Imaginemos por un momento a una mujer que tuvo a su bebé mediante un parto intervenido, medicalizado… un tipo de nacimiento que no era el que había soñado para su hija o hijo, un parto del que le cuesta hablar aun habiendo pasado cierto tiempo y del que tiene la triste sensación de no haber vivido, un parto traumático a consecuencia de protocolos hospitalarios… un nacimiento robado.
Imaginemos a esta mujer acompañando, como doula, a otra madre en un hospital… o ha hecho un trabajo personal para superar ese estado traumático suyo,  o difícilmente podrá olvidarse de su experiencia ante el acompañamiento de un parto intervenido, lo cual la puede llevar a no ser la persona emocionalmente disponible que la mujer que va a parir necesita.

Lo mismo puede suceder en cualquier otro momento. Si a una mujer que va a ejercer como doula le costó conseguir su embarazo, si su gestación la vivió con malos-estares y miedos personales, si perdió a su bebé intrauterino, si la lactancia no fue exitosa, si vivió una depresión durante el posparto… y esta vivencia dejó una huella dolorosa, es necesario hacer un trabajo personal para superar cualquier herida, cualquier trauma no sólo relacionado con la maternidad, sino también con su propia historia de vida.
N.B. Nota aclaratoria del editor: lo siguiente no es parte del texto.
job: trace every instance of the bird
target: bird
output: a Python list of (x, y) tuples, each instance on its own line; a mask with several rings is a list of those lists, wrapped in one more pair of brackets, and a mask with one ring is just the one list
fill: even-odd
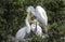
[(36, 11), (35, 11), (35, 16), (37, 17), (38, 22), (40, 23), (40, 26), (42, 27), (42, 29), (44, 29), (44, 32), (48, 32), (47, 26), (48, 26), (48, 16), (47, 16), (47, 12), (46, 10), (40, 6), (37, 5), (36, 6)]
[(38, 36), (38, 37), (42, 37), (42, 29), (39, 26), (39, 23), (37, 22), (37, 19), (34, 19), (35, 23), (31, 24), (31, 31)]
[[(37, 18), (37, 20), (39, 23), (41, 23), (41, 25), (43, 27), (46, 27), (48, 25), (48, 17), (47, 17), (47, 13), (46, 11), (40, 6), (37, 5), (36, 9), (34, 6), (28, 6), (27, 8), (27, 17), (25, 19), (25, 24), (26, 26), (21, 28), (17, 32), (16, 32), (16, 40), (17, 41), (26, 41), (24, 38), (30, 33), (30, 30), (36, 30), (36, 34), (40, 36), (42, 34), (42, 29), (41, 27), (37, 24), (37, 28), (34, 29), (34, 26), (36, 26), (36, 24), (30, 24), (34, 23), (34, 20), (31, 20), (31, 16), (35, 16)], [(31, 25), (31, 26), (30, 26)]]
[(47, 33), (48, 16), (46, 10), (40, 5), (37, 5), (36, 8), (30, 5), (28, 6), (27, 12), (31, 13), (31, 15), (34, 15), (37, 18), (37, 20), (40, 23), (40, 26), (42, 27), (42, 29), (44, 29)]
Es interesante conocer que, Desde antes de nacer ya estamos influidas, incluso, por la manera en que fuimos concebidas.

El modo en que nuestra madre vivió el embarazo, nuestro propio nacimiento, nuestros años de infancia, la relación con nuestros padres y especialmente, con nuestra madre.
Nuestra sexualidad. Nuestra relación con el resto de personas del entorno cercano…

No diremos que para ser doula se necesite una formación en Psicología, pero sí que debemos tener un profundo conocimiento de quiénes somos, y en qué momento y lugar estamos para poder gestionarnos en cada situación que se nos presente.

Porque ¿estamos seguras de que el hecho de haber sido madres ya nos capacita para acompañar cualquier procesos? 

Sinceramente,  desde los criterios que defendemos en la AED,  y si me permitís, desde mi propia experiencia,  sabemos que no es suficiente.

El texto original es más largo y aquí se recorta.